By Martin Haywood
Having been hankering for a Simplex of some kind for a while, my intrigue as to the quality of 3D printed models, and an impending 16mm WWI military event, seemed a good opportunity to obtain one. For those who rejoice in round numbers, this project coincided with the 100 year anniversary of the very first Simplexes being deployed in France.
What do you receive from the 3D printer?
Firstly, a lot of credit goes to Simon Dawson of Rue d’Étropal who designs his own scale representations of WWI railway items and sells through the Shapeways website. This particular model is extraordinarily strong and remarkably light, with only very minor structural flexibility at the brake wheel and radiator pipe supports. All very charming and well detailed, but it’s immediately apparent this little workhorse is not ready to run! So, what do I need to do it, and what do I want to do to it?
Painting and detailing
Rather than sourcing a specific colour, I had a half-empty olive drab matt acrylic spray can (Humbrol no.155) that needed using up. The plastic has a slightly grainy feel and took the paint in like an old friend. A second coat was only required in order to get into the nooks and crannies. No primer was used. If the green spray wasn’t available at the time it would currently be in grey and black guise, similar to the real-life example at IWM Duxford.

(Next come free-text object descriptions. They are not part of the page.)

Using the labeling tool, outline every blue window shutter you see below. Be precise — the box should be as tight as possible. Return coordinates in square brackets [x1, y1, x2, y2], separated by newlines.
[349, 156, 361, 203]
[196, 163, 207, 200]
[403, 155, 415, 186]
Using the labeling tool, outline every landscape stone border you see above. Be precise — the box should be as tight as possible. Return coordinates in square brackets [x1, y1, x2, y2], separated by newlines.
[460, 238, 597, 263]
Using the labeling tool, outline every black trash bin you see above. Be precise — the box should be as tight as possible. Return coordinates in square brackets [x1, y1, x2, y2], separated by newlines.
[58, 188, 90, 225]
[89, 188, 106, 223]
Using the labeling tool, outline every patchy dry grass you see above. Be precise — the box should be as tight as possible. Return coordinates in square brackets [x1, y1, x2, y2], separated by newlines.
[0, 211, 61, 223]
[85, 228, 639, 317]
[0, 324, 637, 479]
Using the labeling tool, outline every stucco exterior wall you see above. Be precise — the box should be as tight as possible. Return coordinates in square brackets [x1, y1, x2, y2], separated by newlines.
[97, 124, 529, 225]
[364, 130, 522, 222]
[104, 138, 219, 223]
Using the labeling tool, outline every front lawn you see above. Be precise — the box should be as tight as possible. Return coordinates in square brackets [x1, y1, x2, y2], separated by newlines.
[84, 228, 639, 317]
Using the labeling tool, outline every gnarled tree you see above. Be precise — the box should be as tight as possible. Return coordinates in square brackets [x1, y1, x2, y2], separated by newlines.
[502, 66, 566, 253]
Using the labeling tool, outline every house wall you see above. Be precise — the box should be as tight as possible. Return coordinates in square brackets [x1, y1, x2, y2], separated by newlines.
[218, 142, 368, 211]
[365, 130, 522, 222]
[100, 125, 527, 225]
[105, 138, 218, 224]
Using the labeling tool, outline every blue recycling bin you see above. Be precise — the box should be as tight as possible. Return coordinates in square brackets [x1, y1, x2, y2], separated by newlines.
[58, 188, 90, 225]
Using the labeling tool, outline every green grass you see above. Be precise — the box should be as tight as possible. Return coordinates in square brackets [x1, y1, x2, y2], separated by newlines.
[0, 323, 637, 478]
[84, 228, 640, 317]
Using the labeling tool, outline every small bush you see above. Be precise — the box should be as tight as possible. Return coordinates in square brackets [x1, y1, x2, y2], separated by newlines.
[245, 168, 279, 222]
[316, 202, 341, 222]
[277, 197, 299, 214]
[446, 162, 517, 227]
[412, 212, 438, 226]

Hooked pins glued into drilled out plasticard offcuts make the couplings, which are in turn superglued to the frame. Although perfectly functional I would prefer the model to have prototypical couplings pre-fitted or provided as a spare add-on.
With the loco now starting to look the part it was time to add a few extra details: a chequered footplate (scored plasticard) and clutch pedal (bent O gauge wagon brake shoe), followed by direction and gear levers which are bent sewing pins attached to the inside of the bonnet.
The driver is an alien
The 3.75” tall range of Space Precinct figures, which are out of production but widely and cheaply available second-hand, populate much of the railway. Modified with craft tools, ‘Jasper’ has been cut to fit the accurate but awkward low seat. Once posed in a happy position his legs and hips have been superglued, with only his arms and head left movable for direction changes. His helmet and gas mask holder are Blu-Tack, with straps made from a brown paper envelope.
This is the difficult bit. Having used Faller Mini Play-Train (set no.3515) chassis on several occasions, they are perfect for slow-running small locos. No cutting or modifying will be done to the underside of the Simplex.
As I will be slinging the motor horizontally, gear side down, the Faller chassis needs to be cut in two. The non-motor end will need trimming back near to the axle supports as the motor will occupy this space. Most of the plastic frame and guards at the motor end have to go, with great care not to cut, saw or break the gear and plastic wheels. It is advisable to continually trial the positioning, and test that the motor works between incisions.
The motor end was superglued, first taking note of squaring to the axleboxes and height simultaneously. Because I know I will only get one chance to fit this, I find that applying a bit too much superglue (just so it pools) gives a little bit more time for minor adjustments before it cures and you’re stuck for good. It isn’t a precise way of working but an ugly joint out of view is of no concern. The same method applies to the non-motor end – just check everything before committing to the glue. In honesty mine is slightly out of true laterally, but it is close enough to run smoothly.
An electrical circuit for the minimalist
The battery holder was constructed using the Faller terminals nut-and-bolted to a plasticard piece that fits under the bonnet. The original wires from the motor are stripped back, wrapped around the bolts and squeezed up to the holder by each nut. No soldering and no switches. To turn on, put the battery in. To turn off, take the battery out. Reverse is achieved by flipping the battery around.
The finished model in operation weighs just 120g and powered by a rechargeable 1.2V AAA, which may be considered to be a bit light and weak. That said, it does deceive with its pulling ability – comfortably capable of hauling seven empty Tri-ang Big Big tipper wagons up minor gradients.
Finished but not finished
This project was achieved over two days (including paint drying time), and I’m very pleased how ‘Daisy Cutter’ turned out. Typically this isn’t to be the end of the story, with deliberations to be made over number plates, hinging the bonnet, adding engine parts, covering the wheels and weathering and so on.
Post construction showcase
Rue d’Étropal: www.rue-d-etropal.com
Model Simplex 7-tipper haulage demo:
A year on from completion and the petrol tractor now sports LR199 plates from Narrow Planet. It has become a regular runner on the railway and, apart from recharging the battery, has so far required no maintenance or repairs.